In August some gardens have only annuals - these are pretty and useful because many bloom fast and keep going till frost if you deadhead them. But some of the loveliest flowers in August come from bulbs, corms and other perennials.
One of the most spectacular is colchicum (Autumn Crocus). These produce large, goblet-flowers which usually are pink-purple and single though 'Waterlily' is a popular double. Colchicum are hardy sun-lovers that adapt to most soils and increase into thick mats.
White colchicum aren't easy to get but the huge, white Colchicum speciosum is worth snapping up if you can find it. A smaller white is the fast-growing C. autumnalis alba. This has masses of flowers with pure white stems.
They all go dormant in summer and this is the only season they can be successfully moved. That's why August/September is the only time they're offered in nurseries. Squirrels never dig colchicum and rabbits won't eat it.

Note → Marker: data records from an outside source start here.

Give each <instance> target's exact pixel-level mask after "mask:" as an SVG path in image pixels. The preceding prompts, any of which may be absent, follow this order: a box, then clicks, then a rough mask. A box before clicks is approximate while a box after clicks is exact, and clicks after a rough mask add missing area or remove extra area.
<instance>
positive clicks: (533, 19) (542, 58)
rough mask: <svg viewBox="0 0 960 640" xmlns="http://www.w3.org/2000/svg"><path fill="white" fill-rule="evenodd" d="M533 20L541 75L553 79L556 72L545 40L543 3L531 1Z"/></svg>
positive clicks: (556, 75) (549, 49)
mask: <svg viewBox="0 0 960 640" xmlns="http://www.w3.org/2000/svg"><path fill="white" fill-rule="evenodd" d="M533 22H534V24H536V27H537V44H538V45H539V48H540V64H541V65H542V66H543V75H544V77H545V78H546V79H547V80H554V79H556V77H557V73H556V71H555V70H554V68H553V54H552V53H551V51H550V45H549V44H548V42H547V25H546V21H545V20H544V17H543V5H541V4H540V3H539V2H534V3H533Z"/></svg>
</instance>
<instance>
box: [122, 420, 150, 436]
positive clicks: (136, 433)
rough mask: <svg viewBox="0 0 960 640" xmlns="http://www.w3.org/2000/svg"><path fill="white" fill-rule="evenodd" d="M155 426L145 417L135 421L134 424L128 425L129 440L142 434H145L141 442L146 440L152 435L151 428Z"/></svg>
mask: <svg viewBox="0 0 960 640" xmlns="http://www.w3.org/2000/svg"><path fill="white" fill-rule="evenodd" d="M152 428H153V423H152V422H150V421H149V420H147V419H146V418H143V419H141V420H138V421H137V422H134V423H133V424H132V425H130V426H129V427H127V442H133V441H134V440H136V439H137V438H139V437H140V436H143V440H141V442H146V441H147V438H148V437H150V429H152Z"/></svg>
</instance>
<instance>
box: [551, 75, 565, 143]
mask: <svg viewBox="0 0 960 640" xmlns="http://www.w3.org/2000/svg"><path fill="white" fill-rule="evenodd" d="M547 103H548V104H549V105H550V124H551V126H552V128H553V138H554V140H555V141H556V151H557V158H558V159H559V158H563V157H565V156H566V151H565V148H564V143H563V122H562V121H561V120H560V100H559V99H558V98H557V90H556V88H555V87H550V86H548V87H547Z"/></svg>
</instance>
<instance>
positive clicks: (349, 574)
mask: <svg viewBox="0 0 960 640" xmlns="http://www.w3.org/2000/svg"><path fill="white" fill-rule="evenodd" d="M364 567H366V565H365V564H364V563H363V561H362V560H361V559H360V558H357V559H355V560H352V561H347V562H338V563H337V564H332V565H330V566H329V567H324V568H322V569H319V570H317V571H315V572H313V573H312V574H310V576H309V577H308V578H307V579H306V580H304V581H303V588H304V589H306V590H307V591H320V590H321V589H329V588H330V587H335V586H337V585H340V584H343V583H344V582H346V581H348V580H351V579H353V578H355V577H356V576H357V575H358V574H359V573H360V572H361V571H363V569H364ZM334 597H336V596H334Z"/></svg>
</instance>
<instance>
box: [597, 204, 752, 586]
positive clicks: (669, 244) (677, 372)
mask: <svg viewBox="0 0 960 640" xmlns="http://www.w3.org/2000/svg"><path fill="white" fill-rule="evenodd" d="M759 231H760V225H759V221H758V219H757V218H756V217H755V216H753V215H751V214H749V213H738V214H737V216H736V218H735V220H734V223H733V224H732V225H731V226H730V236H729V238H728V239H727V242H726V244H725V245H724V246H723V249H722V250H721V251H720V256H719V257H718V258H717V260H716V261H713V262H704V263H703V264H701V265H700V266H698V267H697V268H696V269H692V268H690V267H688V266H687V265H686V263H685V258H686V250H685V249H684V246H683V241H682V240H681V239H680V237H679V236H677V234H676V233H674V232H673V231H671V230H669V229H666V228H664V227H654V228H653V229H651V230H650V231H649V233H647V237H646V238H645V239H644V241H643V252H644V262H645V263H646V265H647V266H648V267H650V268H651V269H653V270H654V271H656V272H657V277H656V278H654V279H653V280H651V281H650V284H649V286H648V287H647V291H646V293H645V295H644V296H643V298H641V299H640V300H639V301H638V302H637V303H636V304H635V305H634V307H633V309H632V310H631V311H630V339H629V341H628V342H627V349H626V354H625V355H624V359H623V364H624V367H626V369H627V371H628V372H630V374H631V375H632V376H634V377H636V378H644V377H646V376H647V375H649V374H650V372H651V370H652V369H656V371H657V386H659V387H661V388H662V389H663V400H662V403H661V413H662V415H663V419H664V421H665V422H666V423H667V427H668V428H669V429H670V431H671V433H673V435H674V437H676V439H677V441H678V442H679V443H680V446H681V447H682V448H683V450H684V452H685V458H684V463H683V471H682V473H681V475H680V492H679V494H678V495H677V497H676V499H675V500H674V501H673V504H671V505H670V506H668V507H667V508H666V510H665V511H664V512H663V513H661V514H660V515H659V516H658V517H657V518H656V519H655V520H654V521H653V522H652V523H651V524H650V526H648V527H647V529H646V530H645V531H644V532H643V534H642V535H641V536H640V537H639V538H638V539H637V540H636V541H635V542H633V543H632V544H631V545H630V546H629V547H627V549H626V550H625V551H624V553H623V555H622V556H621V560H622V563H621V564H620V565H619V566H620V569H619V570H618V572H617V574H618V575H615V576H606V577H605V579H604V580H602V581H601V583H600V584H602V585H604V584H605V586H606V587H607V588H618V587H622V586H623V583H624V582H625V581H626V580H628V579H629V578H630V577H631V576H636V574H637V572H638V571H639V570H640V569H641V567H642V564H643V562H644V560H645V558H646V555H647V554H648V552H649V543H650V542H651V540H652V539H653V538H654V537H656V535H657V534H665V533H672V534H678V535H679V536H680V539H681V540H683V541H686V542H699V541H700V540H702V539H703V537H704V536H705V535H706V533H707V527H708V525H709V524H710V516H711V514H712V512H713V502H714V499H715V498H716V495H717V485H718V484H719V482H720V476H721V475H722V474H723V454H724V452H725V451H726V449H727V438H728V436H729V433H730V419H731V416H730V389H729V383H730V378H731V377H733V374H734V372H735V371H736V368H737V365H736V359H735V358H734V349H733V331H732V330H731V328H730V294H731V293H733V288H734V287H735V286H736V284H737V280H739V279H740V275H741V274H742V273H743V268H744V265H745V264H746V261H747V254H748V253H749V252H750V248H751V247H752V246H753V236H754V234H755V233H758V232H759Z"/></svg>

It's very poisonous.
Also being sold at this time is the true autumn-flowering crocus which looks very like the spring crocus but flowers in late August and into September. The earliest flowering one I know is the pink-flowered Crocus zonatus. There's also the spectacular blue Colchicum speciosus which flowers a little later.

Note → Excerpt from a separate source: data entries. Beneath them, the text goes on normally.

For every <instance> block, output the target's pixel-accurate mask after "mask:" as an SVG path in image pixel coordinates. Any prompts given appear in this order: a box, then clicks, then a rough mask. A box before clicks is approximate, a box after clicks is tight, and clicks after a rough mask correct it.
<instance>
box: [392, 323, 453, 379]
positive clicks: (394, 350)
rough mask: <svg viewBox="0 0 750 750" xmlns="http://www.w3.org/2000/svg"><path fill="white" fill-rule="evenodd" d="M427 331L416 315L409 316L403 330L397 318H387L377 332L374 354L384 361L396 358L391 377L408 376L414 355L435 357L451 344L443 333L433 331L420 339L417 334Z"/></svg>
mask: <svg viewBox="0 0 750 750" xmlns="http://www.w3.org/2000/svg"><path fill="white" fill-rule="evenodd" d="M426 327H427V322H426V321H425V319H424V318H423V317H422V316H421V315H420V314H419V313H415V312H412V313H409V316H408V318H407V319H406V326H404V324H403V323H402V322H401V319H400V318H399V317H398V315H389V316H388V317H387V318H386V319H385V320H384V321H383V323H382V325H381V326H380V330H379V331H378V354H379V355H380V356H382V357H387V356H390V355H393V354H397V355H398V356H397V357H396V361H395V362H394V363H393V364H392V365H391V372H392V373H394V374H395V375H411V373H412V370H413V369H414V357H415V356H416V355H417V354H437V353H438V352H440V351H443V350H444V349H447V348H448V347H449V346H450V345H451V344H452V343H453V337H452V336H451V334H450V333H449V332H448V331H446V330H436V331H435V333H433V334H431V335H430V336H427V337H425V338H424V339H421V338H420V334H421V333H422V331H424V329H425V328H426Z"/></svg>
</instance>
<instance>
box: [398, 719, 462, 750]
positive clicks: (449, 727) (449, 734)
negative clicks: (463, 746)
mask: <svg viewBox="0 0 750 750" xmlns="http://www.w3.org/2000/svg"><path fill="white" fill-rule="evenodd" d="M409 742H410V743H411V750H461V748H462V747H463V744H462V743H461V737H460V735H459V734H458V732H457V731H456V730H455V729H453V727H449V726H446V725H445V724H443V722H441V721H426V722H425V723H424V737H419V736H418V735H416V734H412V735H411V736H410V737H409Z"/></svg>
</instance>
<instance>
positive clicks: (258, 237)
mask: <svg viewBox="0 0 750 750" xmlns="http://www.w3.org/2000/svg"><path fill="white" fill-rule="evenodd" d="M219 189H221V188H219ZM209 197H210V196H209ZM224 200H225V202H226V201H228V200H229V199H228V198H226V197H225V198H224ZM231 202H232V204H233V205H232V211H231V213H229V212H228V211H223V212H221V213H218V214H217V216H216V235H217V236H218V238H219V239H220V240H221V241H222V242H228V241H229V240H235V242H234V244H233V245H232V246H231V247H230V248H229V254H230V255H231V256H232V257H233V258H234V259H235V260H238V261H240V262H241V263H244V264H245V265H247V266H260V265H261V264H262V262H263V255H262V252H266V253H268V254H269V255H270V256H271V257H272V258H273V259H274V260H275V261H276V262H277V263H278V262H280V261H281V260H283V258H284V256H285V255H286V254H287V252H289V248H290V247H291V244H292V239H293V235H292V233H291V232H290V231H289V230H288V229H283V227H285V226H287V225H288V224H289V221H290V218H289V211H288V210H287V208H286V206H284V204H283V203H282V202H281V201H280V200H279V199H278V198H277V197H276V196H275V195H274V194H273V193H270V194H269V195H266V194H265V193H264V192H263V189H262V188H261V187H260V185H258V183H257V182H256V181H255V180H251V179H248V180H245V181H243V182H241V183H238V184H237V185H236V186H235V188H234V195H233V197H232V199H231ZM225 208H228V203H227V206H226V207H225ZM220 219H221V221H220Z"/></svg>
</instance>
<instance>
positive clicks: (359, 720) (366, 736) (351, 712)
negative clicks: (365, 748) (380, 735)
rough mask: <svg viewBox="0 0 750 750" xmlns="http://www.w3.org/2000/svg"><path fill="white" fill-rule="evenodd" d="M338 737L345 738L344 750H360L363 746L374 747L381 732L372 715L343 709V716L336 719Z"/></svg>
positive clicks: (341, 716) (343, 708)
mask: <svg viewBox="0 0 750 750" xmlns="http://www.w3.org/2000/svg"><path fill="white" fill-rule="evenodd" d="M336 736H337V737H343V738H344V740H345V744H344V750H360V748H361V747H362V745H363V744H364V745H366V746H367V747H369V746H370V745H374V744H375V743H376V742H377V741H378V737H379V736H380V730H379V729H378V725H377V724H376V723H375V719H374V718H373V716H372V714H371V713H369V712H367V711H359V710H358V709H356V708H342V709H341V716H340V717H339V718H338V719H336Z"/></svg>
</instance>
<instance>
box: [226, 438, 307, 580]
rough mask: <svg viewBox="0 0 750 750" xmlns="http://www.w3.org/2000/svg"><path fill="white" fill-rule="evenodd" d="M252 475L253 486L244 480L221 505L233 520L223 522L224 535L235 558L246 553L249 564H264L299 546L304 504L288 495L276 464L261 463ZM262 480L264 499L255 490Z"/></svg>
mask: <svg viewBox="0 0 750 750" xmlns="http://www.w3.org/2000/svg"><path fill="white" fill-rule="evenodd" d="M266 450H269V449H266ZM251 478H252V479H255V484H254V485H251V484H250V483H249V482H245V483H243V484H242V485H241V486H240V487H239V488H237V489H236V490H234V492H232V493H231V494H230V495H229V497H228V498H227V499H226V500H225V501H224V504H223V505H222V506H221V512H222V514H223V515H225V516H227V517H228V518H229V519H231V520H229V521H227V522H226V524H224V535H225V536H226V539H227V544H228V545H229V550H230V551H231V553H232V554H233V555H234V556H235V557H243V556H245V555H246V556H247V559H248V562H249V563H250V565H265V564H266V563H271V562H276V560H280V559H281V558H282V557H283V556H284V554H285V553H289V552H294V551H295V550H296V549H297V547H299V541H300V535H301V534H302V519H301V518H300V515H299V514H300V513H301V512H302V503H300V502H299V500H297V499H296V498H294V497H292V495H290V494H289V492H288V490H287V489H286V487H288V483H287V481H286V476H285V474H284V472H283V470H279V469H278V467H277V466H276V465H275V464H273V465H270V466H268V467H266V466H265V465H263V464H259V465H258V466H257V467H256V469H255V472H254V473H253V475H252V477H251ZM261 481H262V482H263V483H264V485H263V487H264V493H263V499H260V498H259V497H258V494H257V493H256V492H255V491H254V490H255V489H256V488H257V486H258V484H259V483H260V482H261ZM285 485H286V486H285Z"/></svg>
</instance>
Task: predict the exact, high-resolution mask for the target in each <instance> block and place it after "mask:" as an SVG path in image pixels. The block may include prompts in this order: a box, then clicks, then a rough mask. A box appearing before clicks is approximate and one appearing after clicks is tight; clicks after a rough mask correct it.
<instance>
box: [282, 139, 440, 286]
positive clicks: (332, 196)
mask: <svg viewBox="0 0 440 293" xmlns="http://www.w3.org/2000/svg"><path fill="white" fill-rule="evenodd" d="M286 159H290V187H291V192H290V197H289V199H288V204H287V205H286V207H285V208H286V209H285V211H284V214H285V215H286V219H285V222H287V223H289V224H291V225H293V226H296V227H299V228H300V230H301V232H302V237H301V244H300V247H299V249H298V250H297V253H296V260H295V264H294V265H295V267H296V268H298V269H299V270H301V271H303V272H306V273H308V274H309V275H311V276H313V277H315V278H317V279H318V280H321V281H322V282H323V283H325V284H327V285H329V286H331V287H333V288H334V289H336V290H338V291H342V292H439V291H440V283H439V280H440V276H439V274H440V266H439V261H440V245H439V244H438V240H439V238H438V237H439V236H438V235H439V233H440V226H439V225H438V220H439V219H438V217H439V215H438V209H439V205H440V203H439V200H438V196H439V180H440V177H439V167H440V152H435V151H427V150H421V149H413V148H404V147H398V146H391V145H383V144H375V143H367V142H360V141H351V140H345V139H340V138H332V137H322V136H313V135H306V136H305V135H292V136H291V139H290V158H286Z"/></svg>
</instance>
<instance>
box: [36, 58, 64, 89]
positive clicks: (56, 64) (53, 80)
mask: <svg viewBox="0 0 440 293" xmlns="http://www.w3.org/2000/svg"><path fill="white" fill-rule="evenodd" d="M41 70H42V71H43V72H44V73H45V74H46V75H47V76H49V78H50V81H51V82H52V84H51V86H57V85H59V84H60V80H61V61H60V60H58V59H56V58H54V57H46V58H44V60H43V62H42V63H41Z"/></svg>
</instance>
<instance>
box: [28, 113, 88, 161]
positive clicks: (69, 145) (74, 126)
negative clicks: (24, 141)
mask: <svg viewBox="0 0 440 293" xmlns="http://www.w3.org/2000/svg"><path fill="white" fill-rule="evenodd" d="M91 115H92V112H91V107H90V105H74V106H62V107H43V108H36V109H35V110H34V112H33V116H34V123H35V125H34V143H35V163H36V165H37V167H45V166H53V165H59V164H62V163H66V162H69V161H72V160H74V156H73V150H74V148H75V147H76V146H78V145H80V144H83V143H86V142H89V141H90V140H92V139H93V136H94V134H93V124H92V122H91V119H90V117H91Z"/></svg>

Both like sun and welldrained conditions. If you can keep squirrels and voles away, these crocuses will seed themselves into a little colony. Leaves emerge after flowering and remain through winter.
During August, Cyclamen hederifolium begins flowering. This little hardy cyclamen is dormant through summer, not caring if it's watered or not. If watering resumes in August flowering is triggered a little earlier than usual. During flowering watering should continue otherwise the blooms don't last as long.
The pink or white true cyclamen flowers are pretty - but the true glory of this cyclamen is the patterned leaves which emerge in fall and beautify the ground through winter. The basic form has green leaves with silver markings but many variations have been developed including solid silver leaves.
This cyclamen (and its winter-flowering cousin Cyclamen coum) isn't difficult from seed providing you know what to expect. Germination is staggered over several months and become dormant and vanish over summer. They'll reappear in fall. Flowering from seed takes about three years, but seed all around.
Another gorgeous August flower is the hardy agapanthus.
The variety I'm familiar with is 'Cally Hardy. This is usually safer mulched, but will come through a mild winter. Blooms are usually deep true blue and carried in allium-type heads. Leaves vanish with frost, but through spring and summer hardy agapanthus is a low-growing grassy-leaved mat.
Gardeners who like growing plant from seed shouldn't find this agapanthus difficult - though one has to wait a few years for flowers. Chiltern Seeds lists it most years. Time-short gardeners would likely find this agapanthus in specialty nurseries. Then there's Schizostylis coccinia which is frequently found in plant sales. It looks like a small hardy gladiolus with stems of reddish (or pink) starry flowers. It's a sun-lover with a reputation for doing better with watering.
But since I once saw it growing on a rock in North Vancouver, it may be open to experiment.